今回は、単独型の老人保健施設の特徴になりやすいサービスである医療について書いて行きます。

入所定員100人未満の老人保健施設の場合、最低でも看護師が10人前後在籍しています。

看護師が10人前後いなければならないという入所者対看護師の人数比の人員配置基準は、老人施設の中では最も高い基準です。

更に医師・看護師を増員すると介護医療院や介護療養型老人保健施設という医療に特化した施設形態をとることも可能になるのですが、そこまでの人員配置基準のレベルを想定して書いて行きますと、老人保健施設の説明から脱線してしまいますので、今回は控えます。

老人保健施設を運営する限り、基本的に医師1人以上、看護師10人前後という基準を下回ることはできません。かなり手厚い医療が期待できるでしょう。

 

ここまでは、大まかに100人未満の老人保健施設には10人前後と看護師が必要と書いてきました。

この部分をもっと掘り下げて掘り下げて書いていきます。

正確に書くと入所者3名に対し、看護師か介護士1人以上必要です。入所者100人で考えると小数点を切り上げして看護師・介護士が全員で34人必要ということになります。

更に、最低限の34人で職員全員とし場合、看護師がその中で占める割合が最低限7分の2必要です。具体的な人数は9人です。

入所者が100人いた場合の内訳です。分かりやすく入所者様人数の対比を書くと、入所者50人だった場合は、半分の介護士13人・看護師5人です。

この人数でもかなり看護師が多いです。看護師5人必要となった場合、離職リスクを考えると最低限6~8人は看護師が在籍していないと安全に運営できません。

 

もう一点、看護師の特徴としては、基本的に老人保健施設の専従職員であることという規定がある事です。他の事業所との兼務は基本的に認められません。その上、常勤(週40時間労働→事業所独自のルールで常勤と定める時間数を上下できます)であることとされています。
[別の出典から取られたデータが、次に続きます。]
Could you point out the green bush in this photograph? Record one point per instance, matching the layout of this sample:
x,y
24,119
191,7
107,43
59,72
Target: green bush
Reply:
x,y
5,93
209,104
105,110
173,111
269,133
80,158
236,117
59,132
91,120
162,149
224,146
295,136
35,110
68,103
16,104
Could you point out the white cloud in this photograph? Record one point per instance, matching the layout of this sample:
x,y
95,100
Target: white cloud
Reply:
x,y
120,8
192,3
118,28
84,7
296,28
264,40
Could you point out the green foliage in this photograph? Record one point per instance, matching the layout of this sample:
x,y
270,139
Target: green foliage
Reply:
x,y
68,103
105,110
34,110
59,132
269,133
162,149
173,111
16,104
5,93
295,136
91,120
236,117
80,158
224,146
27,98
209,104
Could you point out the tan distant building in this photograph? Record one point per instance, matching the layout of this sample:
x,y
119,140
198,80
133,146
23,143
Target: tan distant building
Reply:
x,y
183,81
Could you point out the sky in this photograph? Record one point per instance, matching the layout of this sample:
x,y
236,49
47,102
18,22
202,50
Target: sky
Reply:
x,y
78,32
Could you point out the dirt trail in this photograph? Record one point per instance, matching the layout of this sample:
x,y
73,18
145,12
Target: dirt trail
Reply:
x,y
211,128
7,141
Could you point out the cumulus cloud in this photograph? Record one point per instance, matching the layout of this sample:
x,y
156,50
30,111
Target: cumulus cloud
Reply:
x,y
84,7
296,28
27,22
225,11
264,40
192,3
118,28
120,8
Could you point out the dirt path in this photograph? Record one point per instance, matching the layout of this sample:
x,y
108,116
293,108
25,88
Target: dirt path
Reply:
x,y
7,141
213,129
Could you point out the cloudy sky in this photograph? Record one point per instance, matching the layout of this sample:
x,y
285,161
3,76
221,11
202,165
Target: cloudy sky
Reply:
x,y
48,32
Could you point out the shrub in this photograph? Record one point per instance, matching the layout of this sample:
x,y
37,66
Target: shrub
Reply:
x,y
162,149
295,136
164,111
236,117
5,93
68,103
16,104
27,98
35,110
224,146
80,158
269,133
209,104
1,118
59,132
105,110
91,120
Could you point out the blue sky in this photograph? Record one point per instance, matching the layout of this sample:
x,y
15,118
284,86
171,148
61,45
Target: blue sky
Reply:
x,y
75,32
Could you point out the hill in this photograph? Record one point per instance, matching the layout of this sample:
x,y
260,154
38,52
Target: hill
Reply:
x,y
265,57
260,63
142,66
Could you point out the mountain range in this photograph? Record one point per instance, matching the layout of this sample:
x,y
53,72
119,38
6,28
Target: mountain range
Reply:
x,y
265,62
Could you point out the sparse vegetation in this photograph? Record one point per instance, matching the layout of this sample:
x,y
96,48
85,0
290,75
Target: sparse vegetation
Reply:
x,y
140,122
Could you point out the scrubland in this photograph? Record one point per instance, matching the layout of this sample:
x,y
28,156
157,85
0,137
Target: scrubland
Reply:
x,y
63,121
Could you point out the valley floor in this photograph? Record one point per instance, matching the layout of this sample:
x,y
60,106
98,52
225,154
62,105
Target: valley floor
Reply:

1週間老人保健施設の看護師としてきっちり働く人として看護師を確保する必要があります(付則事項を使えばこの人員配置ルールを若干緩和することは可能です)。

これだけの医療の手厚さは、他の老人施設ではありえません。

他施設形態で10人看護師がいますといっても、それはただその時の事業所方針や成り行き上そうなっただけであって、未来に渡って確約するものではありません。
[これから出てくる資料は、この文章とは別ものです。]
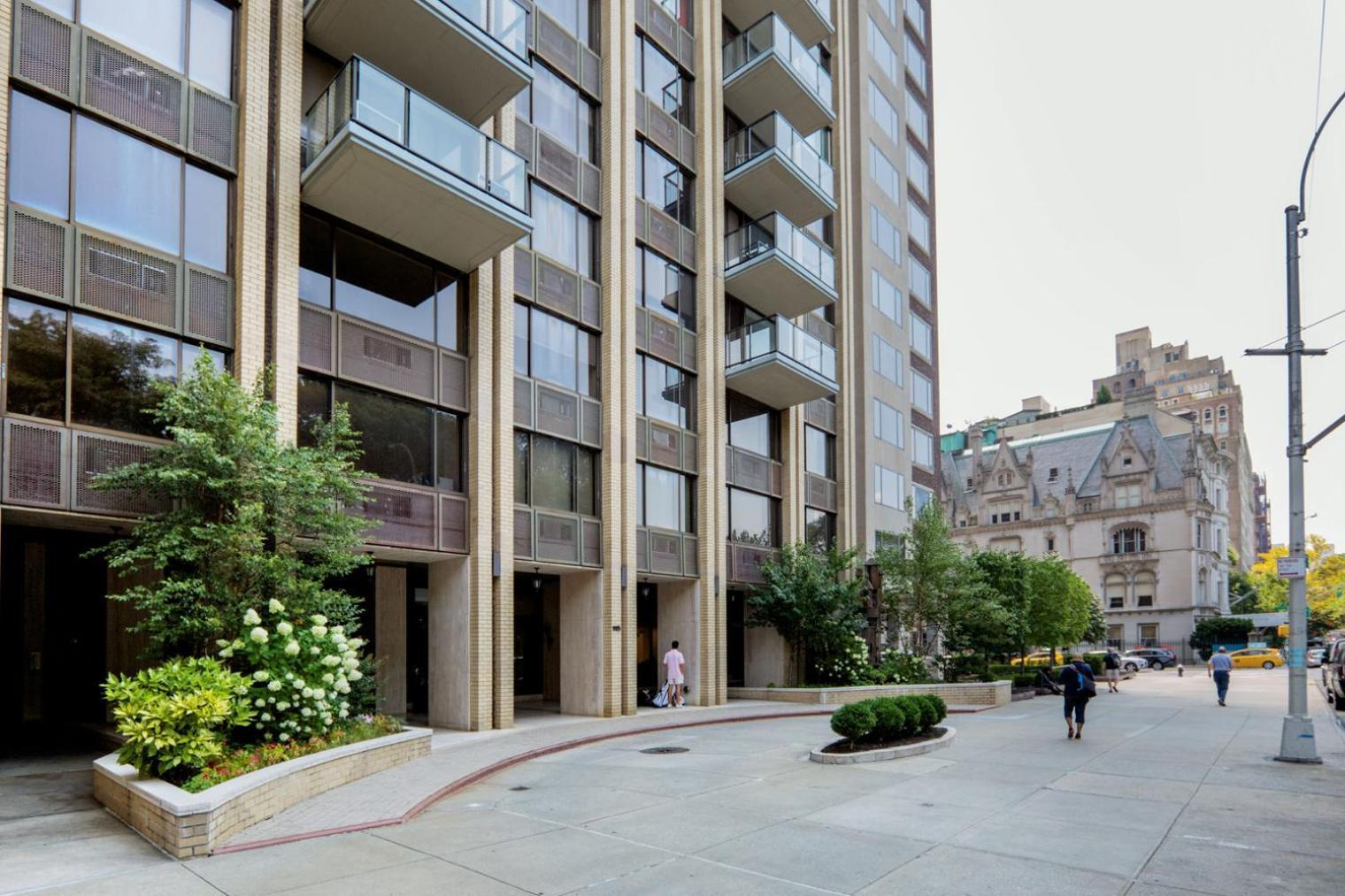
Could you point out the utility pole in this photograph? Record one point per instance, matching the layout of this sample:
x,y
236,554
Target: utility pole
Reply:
x,y
1298,739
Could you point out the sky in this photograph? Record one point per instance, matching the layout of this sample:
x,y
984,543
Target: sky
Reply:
x,y
1102,167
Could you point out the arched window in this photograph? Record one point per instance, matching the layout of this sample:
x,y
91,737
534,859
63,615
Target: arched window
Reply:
x,y
1129,541
1115,591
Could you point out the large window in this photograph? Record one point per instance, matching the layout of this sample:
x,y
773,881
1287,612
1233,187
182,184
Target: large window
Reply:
x,y
380,284
556,475
888,487
887,359
665,288
555,350
665,393
661,80
561,232
557,108
753,519
888,424
664,500
662,183
887,297
884,234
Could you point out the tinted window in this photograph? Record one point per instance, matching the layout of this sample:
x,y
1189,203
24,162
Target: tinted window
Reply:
x,y
35,364
113,373
39,155
383,287
397,436
127,188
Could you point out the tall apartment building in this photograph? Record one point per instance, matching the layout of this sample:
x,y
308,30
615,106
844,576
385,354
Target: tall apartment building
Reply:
x,y
613,292
1202,389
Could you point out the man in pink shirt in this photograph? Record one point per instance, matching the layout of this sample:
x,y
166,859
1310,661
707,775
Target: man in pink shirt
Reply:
x,y
674,662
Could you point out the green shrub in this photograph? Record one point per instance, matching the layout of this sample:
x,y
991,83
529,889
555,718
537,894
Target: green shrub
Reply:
x,y
853,722
175,716
891,718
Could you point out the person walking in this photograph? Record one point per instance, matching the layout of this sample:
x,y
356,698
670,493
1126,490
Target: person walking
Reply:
x,y
1218,668
1078,681
675,665
1111,662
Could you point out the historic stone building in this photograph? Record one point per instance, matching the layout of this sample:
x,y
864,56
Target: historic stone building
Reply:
x,y
1137,503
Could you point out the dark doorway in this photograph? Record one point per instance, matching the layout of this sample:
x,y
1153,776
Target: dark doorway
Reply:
x,y
646,637
54,638
736,612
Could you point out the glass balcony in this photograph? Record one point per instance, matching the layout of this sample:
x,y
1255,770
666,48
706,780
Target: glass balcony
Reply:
x,y
778,364
390,160
778,268
810,20
770,167
467,56
767,69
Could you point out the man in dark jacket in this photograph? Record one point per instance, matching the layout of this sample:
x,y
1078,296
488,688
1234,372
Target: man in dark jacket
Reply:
x,y
1076,678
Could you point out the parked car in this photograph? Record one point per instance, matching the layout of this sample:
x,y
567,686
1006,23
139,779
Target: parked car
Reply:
x,y
1333,674
1252,657
1154,657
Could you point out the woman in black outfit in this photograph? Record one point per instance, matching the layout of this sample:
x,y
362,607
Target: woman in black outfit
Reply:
x,y
1072,678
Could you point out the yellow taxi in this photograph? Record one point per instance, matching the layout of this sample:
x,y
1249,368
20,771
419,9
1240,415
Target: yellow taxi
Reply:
x,y
1252,657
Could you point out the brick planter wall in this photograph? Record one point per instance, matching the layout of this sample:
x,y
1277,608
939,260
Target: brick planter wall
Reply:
x,y
186,825
995,693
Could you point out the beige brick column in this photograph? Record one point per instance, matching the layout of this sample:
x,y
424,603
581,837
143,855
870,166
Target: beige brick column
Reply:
x,y
616,273
711,679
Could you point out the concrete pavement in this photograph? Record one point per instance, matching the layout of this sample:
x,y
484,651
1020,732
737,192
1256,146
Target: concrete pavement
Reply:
x,y
1168,794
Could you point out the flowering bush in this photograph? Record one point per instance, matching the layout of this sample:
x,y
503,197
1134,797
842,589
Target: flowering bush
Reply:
x,y
300,673
173,716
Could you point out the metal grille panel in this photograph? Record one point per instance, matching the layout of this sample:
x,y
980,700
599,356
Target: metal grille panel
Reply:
x,y
210,307
452,524
212,128
96,455
132,89
34,464
383,359
39,255
452,379
557,539
46,46
315,340
128,281
557,412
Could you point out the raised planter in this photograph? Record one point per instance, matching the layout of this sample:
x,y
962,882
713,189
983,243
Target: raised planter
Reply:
x,y
884,754
186,825
980,694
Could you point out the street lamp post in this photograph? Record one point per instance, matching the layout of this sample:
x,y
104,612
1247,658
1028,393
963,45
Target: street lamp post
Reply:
x,y
1298,740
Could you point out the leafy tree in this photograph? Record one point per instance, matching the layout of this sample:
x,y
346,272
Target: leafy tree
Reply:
x,y
923,575
815,601
1218,630
252,517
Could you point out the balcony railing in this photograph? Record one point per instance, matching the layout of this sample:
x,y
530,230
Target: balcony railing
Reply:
x,y
776,335
373,98
776,232
773,132
772,35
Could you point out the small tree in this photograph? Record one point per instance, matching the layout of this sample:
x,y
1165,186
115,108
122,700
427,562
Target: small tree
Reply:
x,y
814,599
921,576
252,516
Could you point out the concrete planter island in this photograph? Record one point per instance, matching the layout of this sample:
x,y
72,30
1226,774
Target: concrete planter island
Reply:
x,y
959,697
188,825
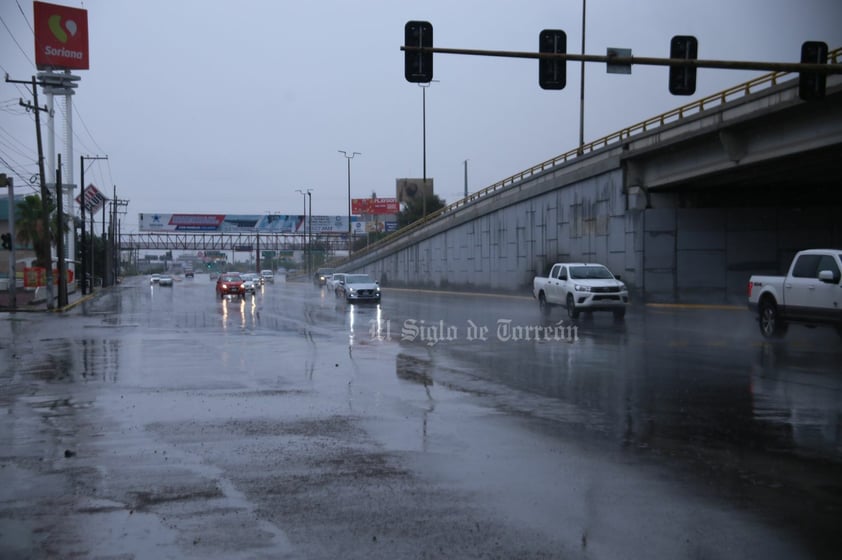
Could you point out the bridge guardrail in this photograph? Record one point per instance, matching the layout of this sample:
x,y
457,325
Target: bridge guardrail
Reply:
x,y
674,115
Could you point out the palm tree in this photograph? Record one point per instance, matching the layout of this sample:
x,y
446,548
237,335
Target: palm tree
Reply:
x,y
30,228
ところが、老人保健施設は法律の基準上10人前後の看護師が必要と定められているので、未来に渡ってこの人数比を確保し続ける義務が発生します。

人員基準を満たさなければ事業所にペナルティが発生します。これが人員基準に定められているかいないかの大きな差です。

 

老人保健施設は、看護師が非常に手厚い状況を続ける義務があることが売りポイントです。
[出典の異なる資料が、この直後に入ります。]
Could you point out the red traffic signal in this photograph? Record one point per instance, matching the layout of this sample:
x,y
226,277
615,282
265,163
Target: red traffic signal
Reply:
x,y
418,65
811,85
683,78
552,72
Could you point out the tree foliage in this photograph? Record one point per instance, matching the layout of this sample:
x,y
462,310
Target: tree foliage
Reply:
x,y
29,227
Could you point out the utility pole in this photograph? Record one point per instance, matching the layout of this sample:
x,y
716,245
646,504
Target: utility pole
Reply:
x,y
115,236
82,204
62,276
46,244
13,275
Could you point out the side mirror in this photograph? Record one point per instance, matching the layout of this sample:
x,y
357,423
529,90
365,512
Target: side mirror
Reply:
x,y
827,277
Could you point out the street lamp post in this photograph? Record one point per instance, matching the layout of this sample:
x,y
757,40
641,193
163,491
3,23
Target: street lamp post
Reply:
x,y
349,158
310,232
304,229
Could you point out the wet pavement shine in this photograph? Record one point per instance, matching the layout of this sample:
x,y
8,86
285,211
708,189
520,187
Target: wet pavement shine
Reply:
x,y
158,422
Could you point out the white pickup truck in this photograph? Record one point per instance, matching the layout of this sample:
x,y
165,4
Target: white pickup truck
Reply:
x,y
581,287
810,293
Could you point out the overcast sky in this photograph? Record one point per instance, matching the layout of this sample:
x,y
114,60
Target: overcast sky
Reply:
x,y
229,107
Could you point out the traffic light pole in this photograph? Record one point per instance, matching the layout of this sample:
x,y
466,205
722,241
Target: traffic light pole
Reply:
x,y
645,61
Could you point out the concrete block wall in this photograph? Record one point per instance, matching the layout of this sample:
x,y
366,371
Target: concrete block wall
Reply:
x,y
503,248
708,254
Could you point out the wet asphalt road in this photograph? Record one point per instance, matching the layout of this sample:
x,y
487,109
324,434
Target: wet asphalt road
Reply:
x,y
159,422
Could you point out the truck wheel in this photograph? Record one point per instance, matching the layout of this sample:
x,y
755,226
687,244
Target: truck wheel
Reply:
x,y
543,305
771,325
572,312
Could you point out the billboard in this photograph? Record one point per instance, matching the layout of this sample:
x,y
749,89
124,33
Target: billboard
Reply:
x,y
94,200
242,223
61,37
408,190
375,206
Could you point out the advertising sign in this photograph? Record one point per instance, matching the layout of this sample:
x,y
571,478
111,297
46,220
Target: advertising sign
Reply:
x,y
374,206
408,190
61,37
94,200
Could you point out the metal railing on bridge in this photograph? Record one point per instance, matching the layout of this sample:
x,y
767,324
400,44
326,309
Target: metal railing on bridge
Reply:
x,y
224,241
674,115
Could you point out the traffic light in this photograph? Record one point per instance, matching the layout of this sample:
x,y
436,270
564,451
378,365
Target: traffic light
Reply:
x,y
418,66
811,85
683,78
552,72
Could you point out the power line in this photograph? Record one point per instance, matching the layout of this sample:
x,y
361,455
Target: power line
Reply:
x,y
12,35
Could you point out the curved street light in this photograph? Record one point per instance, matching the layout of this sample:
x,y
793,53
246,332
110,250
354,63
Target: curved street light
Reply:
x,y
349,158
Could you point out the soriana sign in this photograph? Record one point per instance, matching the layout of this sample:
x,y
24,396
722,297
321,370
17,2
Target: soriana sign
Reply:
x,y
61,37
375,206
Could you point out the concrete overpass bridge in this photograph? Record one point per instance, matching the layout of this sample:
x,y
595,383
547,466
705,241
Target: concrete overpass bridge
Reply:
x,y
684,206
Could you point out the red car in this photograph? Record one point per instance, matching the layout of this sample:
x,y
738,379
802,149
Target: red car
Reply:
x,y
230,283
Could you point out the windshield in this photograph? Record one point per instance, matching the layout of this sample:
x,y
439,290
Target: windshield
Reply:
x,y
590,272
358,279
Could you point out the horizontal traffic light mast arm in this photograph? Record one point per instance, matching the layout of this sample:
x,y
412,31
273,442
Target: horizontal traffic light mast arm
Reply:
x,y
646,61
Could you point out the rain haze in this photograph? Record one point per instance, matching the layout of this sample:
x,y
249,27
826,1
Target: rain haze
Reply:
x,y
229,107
老人保健施設でずっと働いていると、この状況が当たり前になり特徴であることを内部では忘れてしまいがちです。

もちろん、病院併設型の老人保健施設も同様の特徴を持っているのですが、病院併設型老人保健施設は、病院からの入所希望者である程度安定するのでこういった事を営業しなくても良い施設がほとんどです。

単独型の老人保健施設は、医師・看護師の人員基準があり、実際に他施設より手厚い24時間の医療が見込めることは事実です。